2

I'm trying to get the number of distinct users for each event at a daily level while maintainig a running sum for every hour. I'm using Athena/Presto as the query engine.

I tried the following query:

SELECT
    eventname,
    date(from_unixtime(time_bucket)) AS date,
    (time_bucket % 86400)/3600 as hour,
    count,
    SUM(count) OVER (PARTITION BY eventname, date(from_unixtime(time_bucket)) ORDER BY eventname, time_bucket) AS running_sum_count
FROM (
    SELECT 
        eventname,
        CAST(eventtimestamp AS bigint) - CAST(eventtimestamp AS bigint) % 3600 AS time_bucket,
        COUNT(DISTINCT moengageuserid) as count
    FROM clickstream.moengage
    WHERE date = '2020-08-20'
    AND eventname IN ('e1', 'e2', 'e3', 'e4')
    GROUP BY 1,2
    ORDER BY 1,2
);

But on seeing the results I realized that taking SUM of COUNT DISTINCT is not correct as it's not additive.

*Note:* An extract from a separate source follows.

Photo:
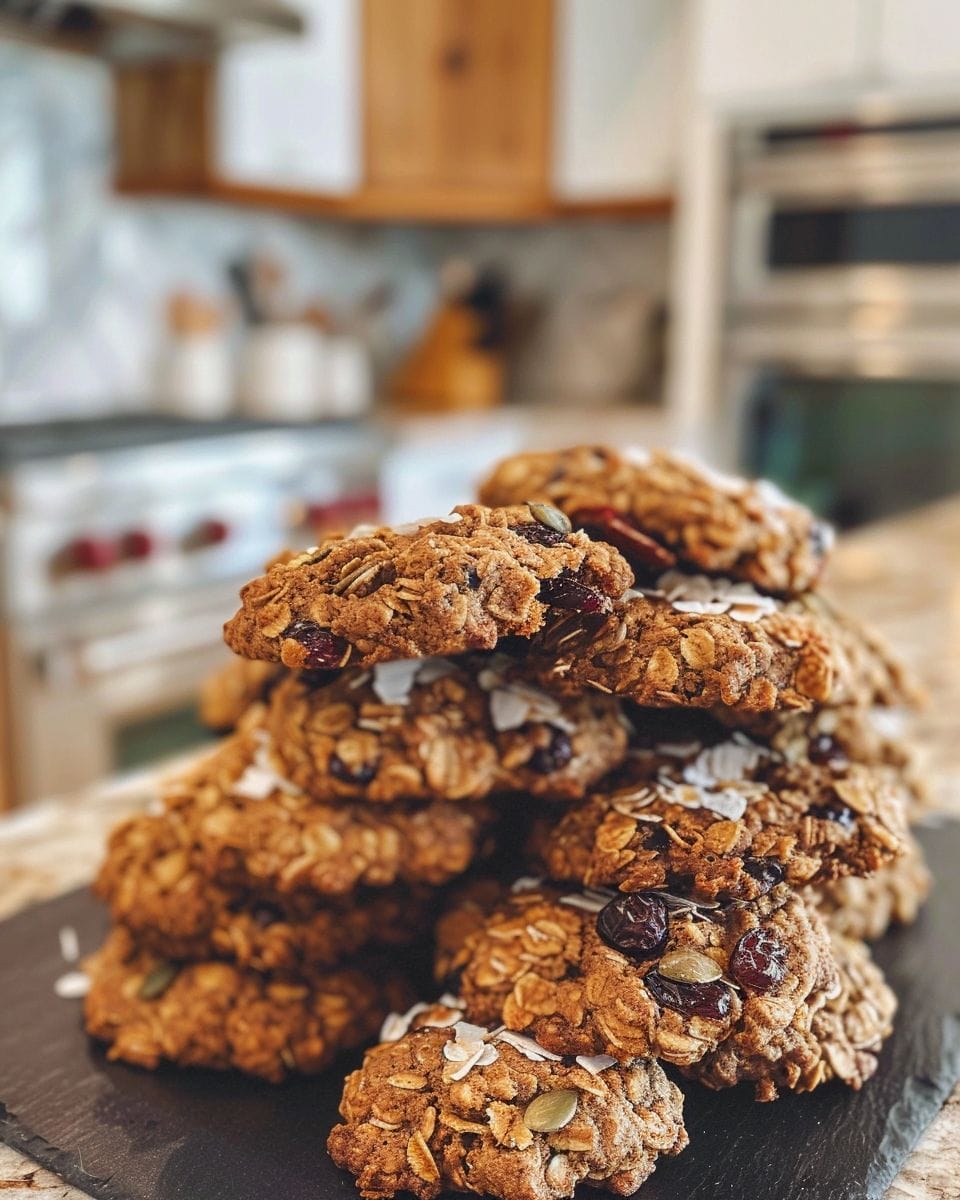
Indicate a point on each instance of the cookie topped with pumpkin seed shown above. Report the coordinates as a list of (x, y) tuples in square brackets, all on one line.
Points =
[(441, 586), (665, 509), (461, 1108), (723, 816), (699, 642), (217, 1015), (637, 975), (441, 729)]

So, I tried the below query

SELECT
    eventname,
    date(from_unixtime(time_bucket)) AS date,
    (time_bucket % 86400)/3600 as hour,
    SUM(COUNT(DISTINCT moengageuserid)) OVER (PARTITION BY eventname, date(from_unixtime(time_bucket)) ORDER BY eventname, time_bucket) AS running_sum
FROM (
    SELECT
        eventname,
        CAST(eventtimestamp AS bigint) - CAST(eventtimestamp AS bigint) % 3600 AS time_bucket,
        moengageuserid
    FROM clickstream.moengage
    WHERE date = '2020-08-20'
    AND eventname IN ('e1', 'e2', 'e3', 'e4')
);

But this query fails with the following error:

SYNTAX_ERROR: line 5:99: ORDER BY expression '"time_bucket"' must be an aggregate expression or appear in GROUP BY clause
leftjoin
  • 36,950
  • 8
  • 57
  • 116
nish
  • 6,952
  • 18
  • 74
  • 128
  • 1
    Are you using MySQL or SQLServer? Please flag only one DB. Furthermore, it would help if you could add the output you got and the output you would expect. Last but not least, some sample data would be great. – Tyron78 Feb 02 '21 at 07:05

2 Answers2

1

Count the first time a user appears for the running distinct count:

SELECT eventname, date(from_unixtime(time_bucket)) AS date,
       (time_bucket % 86400)/3600 as hour,
       COUNT(DISTINCT moengageuserid) as hour_cont,
       SUM(CASE WHEN seqnunm = 1 THEN 1 ELSE 0 END) OVER (PARTITION BY eventname, date(from_unixtime(time_bucket)) ORDER BY time_bucket) AS running_distinct_count
FROM (SELECT eventname,
             CAST(eventtimestamp AS bigint) - CAST(eventtimestamp AS bigint) % 3600 AS time_bucket,
             moengageuserid as hour_count,
             ROW_NUMBER() OVER (PARTITION BY eventname, moengageuserid ORDER BY eventtimestamp) as seqnum
      FROM clickstream.moengage
      WHERE date = '2020-08-20' AND
            eventname IN ('e1', 'e2', 'e3', 'e4')
    ) m
GROUP BY 1, 2, 3
ORDER BY 1, 2;
Gordon Linoff
  • 1,242,037
  • 58
  • 646
  • 786
0

To calculate running distinct count you can collect user IDs into set (distinct array) and get the size:

cardinality(set_agg(moengageuserid)) OVER (PARTITION BY eventname, date(from_unixtime(time_bucket)) ORDER BY eventname, time_bucket) AS running_sum

This is analytic function and will assign the same value to the whole partition (eventname, date), you can aggregate records in upper subquery using max(), etc.

leftjoin
  • 36,950
  • 8
  • 57
  • 116